NVIDIA is looking to solve the problem of efficient, scalable inference for large language and reasoning models in distributed GPU environments with the Dynamo platform
Requirements
- Strong proficiency in systems programming (Rust and/or C++), with experience in Python for workflow and API development.
- Experience with Go for Kubernetes controllers and operators development.
- Deep understanding of distributed systems, parallel computing, and GPU architectures.
- Experience with cloud-native deployment and container orchestration (Kubernetes, Docker).
- Experience with large-scale inference serving, LLMs, or similar high-performance AI workloads.
- Background with memory management, data transfer optimization, and multi-node orchestration.
- Familiarity with open-source development workflows (GitHub, continuous integration and continuous deployment).
Responsibilities
- Dynamo k8s Serving Platform: Build the Kubernetes deployment and workload management stack for Dynamo to facilitate inference deployments at scale. Identify bottlenecks and apply optimization techniques to fully use hardware capacity.
- Scalability & Reliability: Develop robust, production-grade inference workload management systems that scale from a handful to thousands of GPUs, supporting a variety of LLM frameworks (e.g., TensorRT-LLM, vLLM, SGLang).
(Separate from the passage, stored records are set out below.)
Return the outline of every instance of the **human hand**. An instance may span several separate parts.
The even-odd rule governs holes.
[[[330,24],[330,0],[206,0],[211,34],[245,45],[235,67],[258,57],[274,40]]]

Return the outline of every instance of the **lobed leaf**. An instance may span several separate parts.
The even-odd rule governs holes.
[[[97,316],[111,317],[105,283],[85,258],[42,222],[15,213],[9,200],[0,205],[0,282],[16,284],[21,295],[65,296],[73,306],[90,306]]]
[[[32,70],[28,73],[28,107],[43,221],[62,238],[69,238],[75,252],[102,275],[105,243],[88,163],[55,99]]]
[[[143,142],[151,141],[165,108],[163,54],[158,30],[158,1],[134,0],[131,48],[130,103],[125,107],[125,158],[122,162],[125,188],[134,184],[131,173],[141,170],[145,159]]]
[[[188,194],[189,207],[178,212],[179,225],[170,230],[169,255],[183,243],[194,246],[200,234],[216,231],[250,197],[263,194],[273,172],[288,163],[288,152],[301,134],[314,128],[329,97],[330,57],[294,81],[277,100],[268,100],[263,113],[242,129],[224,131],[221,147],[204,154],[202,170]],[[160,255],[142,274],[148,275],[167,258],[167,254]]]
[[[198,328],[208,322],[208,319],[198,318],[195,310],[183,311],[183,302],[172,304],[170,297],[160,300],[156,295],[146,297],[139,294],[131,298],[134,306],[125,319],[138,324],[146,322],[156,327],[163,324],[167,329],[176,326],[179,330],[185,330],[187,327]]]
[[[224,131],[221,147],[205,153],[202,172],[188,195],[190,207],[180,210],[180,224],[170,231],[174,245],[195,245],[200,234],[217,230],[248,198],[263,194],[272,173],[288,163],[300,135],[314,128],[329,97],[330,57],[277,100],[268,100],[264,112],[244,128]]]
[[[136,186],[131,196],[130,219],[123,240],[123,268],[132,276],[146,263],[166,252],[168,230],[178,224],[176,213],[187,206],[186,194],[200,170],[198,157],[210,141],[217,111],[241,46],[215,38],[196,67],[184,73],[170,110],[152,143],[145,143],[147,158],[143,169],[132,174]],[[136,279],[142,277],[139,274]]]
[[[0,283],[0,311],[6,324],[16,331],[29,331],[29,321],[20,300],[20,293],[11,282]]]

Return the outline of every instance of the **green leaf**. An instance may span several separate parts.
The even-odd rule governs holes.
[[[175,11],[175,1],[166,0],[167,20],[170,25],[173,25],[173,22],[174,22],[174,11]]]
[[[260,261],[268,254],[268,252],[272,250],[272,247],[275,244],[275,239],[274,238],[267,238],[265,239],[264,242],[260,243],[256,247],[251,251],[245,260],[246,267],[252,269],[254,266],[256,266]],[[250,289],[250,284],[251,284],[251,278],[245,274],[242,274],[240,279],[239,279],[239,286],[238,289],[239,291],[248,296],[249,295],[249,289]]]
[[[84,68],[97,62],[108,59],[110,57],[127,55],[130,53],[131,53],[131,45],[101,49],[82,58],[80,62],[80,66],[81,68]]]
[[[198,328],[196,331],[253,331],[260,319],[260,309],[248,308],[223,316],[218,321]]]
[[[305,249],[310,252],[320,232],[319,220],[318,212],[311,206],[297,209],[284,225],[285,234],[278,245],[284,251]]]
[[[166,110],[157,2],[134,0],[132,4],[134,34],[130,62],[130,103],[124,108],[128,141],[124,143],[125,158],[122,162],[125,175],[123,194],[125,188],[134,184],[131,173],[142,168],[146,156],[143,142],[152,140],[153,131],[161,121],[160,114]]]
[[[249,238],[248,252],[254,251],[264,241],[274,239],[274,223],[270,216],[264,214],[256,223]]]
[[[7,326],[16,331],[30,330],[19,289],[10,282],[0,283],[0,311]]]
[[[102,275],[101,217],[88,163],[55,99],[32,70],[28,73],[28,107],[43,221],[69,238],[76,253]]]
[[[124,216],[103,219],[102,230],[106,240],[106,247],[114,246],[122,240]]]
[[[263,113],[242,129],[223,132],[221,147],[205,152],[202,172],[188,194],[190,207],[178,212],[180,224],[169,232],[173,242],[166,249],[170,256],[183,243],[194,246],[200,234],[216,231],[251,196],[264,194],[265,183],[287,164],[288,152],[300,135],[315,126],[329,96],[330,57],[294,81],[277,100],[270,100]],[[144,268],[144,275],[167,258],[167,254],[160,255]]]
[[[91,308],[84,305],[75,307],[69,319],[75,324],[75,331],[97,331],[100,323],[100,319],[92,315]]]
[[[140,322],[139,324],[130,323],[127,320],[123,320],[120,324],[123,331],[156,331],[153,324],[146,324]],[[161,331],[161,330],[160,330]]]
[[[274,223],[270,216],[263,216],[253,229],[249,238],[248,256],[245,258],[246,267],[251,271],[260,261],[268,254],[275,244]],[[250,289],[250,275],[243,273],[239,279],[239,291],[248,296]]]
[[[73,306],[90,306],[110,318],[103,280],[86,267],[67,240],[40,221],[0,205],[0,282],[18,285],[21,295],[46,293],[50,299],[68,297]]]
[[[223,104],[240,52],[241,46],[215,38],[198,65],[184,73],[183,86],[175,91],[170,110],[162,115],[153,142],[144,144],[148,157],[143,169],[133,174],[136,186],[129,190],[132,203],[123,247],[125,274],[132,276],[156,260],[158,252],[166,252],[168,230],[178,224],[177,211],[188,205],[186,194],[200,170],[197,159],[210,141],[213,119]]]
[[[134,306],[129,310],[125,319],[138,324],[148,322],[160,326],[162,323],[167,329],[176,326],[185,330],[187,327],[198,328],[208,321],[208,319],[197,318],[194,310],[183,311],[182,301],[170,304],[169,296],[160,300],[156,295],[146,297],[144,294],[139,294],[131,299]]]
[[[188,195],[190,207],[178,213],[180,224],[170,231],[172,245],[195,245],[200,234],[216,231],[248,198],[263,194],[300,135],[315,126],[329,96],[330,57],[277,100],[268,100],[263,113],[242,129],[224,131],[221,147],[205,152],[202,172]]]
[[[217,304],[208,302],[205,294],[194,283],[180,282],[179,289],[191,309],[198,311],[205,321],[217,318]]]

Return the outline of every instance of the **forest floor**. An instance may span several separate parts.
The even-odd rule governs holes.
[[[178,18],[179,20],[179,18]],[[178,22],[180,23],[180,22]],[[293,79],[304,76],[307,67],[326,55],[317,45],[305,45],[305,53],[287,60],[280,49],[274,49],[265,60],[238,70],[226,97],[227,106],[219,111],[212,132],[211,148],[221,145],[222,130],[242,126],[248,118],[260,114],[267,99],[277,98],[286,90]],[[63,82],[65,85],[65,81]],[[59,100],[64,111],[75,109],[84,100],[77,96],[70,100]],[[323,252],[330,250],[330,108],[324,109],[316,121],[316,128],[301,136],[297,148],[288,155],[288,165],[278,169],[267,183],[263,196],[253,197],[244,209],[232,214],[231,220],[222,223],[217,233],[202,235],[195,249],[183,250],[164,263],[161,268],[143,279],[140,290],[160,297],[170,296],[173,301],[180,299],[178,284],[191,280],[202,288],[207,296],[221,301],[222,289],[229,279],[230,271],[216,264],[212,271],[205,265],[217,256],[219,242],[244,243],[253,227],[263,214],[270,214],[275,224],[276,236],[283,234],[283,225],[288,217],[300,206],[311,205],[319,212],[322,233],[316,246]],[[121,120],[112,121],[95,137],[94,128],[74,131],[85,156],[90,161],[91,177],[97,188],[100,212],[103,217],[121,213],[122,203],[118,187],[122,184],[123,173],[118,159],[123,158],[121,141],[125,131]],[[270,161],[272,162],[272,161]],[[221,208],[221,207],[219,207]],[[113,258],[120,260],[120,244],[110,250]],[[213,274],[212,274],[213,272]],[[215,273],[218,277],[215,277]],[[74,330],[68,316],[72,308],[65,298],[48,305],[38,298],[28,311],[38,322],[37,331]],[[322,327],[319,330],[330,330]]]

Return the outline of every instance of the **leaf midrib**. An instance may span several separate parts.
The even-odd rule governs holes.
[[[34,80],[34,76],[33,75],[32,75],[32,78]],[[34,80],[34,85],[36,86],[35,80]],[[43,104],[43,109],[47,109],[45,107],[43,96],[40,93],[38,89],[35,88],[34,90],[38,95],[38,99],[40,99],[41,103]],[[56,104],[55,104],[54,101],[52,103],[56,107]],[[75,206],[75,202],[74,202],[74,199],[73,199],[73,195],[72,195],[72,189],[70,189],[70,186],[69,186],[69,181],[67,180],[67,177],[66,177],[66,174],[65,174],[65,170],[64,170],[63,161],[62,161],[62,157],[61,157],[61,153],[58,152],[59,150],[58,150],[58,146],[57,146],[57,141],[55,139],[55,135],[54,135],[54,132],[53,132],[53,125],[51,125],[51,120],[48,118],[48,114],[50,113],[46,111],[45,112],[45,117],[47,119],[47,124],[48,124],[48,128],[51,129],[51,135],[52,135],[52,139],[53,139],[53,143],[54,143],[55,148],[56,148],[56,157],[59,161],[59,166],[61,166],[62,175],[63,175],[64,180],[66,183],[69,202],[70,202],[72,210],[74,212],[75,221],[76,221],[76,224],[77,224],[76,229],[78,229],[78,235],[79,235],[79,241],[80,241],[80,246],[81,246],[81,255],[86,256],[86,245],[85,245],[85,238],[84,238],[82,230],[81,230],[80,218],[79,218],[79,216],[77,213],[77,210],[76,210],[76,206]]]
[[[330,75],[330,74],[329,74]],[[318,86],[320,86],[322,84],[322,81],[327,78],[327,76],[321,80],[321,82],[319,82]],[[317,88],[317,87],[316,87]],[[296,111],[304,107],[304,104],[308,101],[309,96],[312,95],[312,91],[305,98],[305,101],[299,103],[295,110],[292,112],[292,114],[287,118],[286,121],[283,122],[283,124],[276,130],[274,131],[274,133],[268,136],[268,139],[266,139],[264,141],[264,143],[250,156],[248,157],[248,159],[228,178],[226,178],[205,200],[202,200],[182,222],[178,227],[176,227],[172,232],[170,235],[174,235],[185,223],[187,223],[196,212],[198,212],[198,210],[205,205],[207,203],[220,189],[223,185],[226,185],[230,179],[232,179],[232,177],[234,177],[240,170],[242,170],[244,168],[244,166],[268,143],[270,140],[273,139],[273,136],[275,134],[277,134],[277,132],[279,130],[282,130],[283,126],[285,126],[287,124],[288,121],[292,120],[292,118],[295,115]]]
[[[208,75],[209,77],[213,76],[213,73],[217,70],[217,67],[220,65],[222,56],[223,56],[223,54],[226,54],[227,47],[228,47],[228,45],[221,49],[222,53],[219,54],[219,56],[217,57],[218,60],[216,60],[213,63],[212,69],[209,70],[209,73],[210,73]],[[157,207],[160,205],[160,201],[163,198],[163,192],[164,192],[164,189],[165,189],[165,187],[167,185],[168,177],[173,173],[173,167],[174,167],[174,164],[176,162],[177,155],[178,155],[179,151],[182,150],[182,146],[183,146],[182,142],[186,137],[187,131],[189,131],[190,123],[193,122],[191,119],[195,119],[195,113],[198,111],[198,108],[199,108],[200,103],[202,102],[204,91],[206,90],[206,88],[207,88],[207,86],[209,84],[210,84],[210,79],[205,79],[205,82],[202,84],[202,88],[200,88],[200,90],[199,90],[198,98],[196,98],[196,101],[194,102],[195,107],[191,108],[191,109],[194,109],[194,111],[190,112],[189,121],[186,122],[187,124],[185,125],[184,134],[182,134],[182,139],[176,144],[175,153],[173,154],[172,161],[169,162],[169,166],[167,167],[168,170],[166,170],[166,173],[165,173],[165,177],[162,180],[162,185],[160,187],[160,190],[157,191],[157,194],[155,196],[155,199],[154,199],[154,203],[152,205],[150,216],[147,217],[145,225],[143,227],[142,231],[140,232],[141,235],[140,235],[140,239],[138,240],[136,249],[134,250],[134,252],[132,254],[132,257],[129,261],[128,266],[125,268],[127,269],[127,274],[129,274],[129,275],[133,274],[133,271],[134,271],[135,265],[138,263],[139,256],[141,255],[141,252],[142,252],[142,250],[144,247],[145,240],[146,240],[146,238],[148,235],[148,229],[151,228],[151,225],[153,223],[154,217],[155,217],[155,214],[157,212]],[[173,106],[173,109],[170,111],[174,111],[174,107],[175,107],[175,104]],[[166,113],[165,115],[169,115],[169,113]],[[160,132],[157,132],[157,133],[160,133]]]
- Disaggregated Serving: Architect and optimize the separation of prefill (context ingestion) and decode (token generation) phases across distinct GPU clusters to improve throughput and resource utilization. Contribute to embedding disaggregation for multi-modal models (Vision-Language models, Audio Language Models, Video Language Models).
- Dynamic GPU Scheduling: Develop and refine Planner algorithms for real-time allocation and rebalancing of GPU resources based on fluctuating workloads and system bottlenecks, ensuring peak performance at scale.
- Intelligent Routing: Enhance the smart routing system to efficiently direct inference requests to GPU worker replicas with relevant KV cache data, minimizing re-computation and latency for sophisticated, multi-step reasoning tasks.
- Distributed KV Cache Management: Innovate in the management and transfer of large KV caches across heterogeneous memory and storage hierarchies, using the NVIDIA Optimized Transfer Library (NIXL) for low-latency, cost-effective data movement.
- Collaborate on the design and development of the Dynamo Kubernetes stack.
Other
- BS/MS or higher in computer engineering, computer science or related engineering (or equivalent experience).
- 15+ years of proven experience in related field.
- Excellent problem-solving and communication skills.
- Collaborate with the community to address issues, capture feedback, and evolve the framework’s APIs and architecture.
- Write clear documentation and contribute to user and developer guides.